Saya rasa apabila jujur, komik dengan cerita yang bagus akan dapat dipasarkan kepada siapapun dan oleh siapapun, terutama mereka yang turut aktif di dalam industri ini terlepas dari perbedaan yang ada. Ketika cerita bagus bertemu dengan pemasaran yang mumpuni, di situlah kemudian industri komik Indonesia mendapat harapan untuk sebuah arah perkembangan yang jelas.
Kembali lagi kepertanyaan yang menjadi judul pos ini: (Akan) Ke Mana Komik Indonesia? Tidak tahu, bagi saya arah industri kita masih memiliki arah yang tidak jelas sampai saat tulisan ini dibuat. Pada saat tulisan ini dibuat, komik Indonesia sedang mengalami perkembangan yang bagi saya cukup cepat, namun sayangnya hingga saat ini hanya ke arah dalam. Agar komik Indonesia dapat memainkan forte nya dalam hal keragaman, dia harus berkembang keluar dalam artian meraih pasar yang di luar dari niche nya saat ini.

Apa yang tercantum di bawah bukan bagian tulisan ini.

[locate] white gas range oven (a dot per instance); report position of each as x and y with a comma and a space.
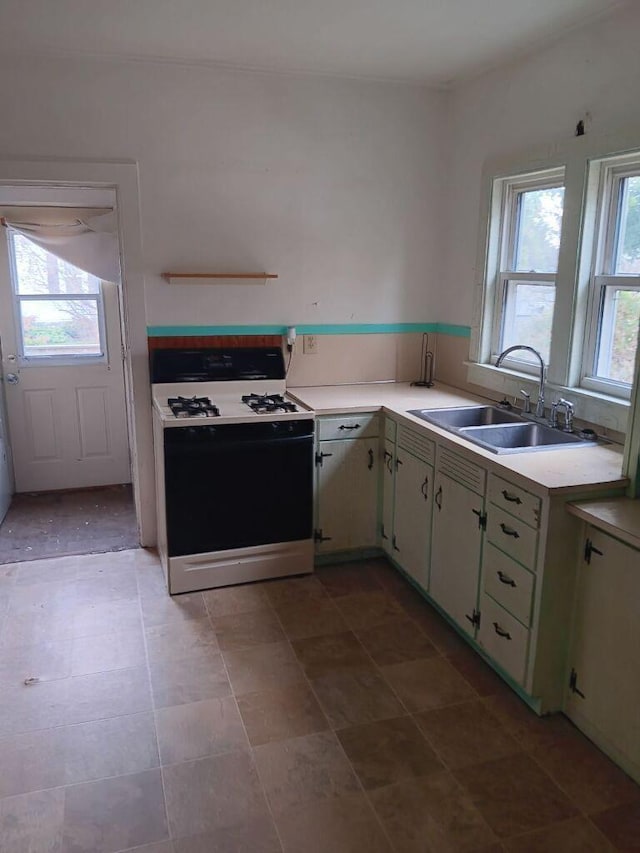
234, 468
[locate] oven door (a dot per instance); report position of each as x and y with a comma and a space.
238, 485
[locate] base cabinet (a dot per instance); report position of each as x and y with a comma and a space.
603, 692
413, 505
347, 470
495, 556
456, 549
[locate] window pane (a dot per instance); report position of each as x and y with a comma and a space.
54, 327
627, 254
528, 314
539, 225
618, 335
38, 271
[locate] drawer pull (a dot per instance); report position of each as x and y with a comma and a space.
509, 531
424, 488
501, 632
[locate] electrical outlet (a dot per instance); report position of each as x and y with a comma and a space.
310, 344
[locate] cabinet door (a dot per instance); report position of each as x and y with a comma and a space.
388, 484
604, 652
455, 550
412, 515
348, 494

Mungkin pembaca sekalian merasa ada banyak hal dari artikel ini yang tidak dijelaskan secara lebih mendetail. Saya pun merasa demikian, dan berpikir alangkah baiknya apabila hal-hal tersebut mendapatkan jatahnya sendiri, menjadi bagian dari rangkaian artikel besar yang membicarakan persoalan komik (dan tentu saja penulisan) Indonesia. Seperti misalnya saja soal pemasaran dan cerita yang bagus, keduanya dapat dirubah menjadi rangkaian artikel yang lebih komprehensif.
Untuk memulainya, saya akan menulis sebuah serial artikel yang membicarakan salah satu topik populer di komik Indonesia: kearifan lokal. Saya berdoa agar terhindar dari tarsok sehingga kawan-kawan yang tertarik secara lebih lanjut tidak perlu lagi menunggu lama seperti artikel ini.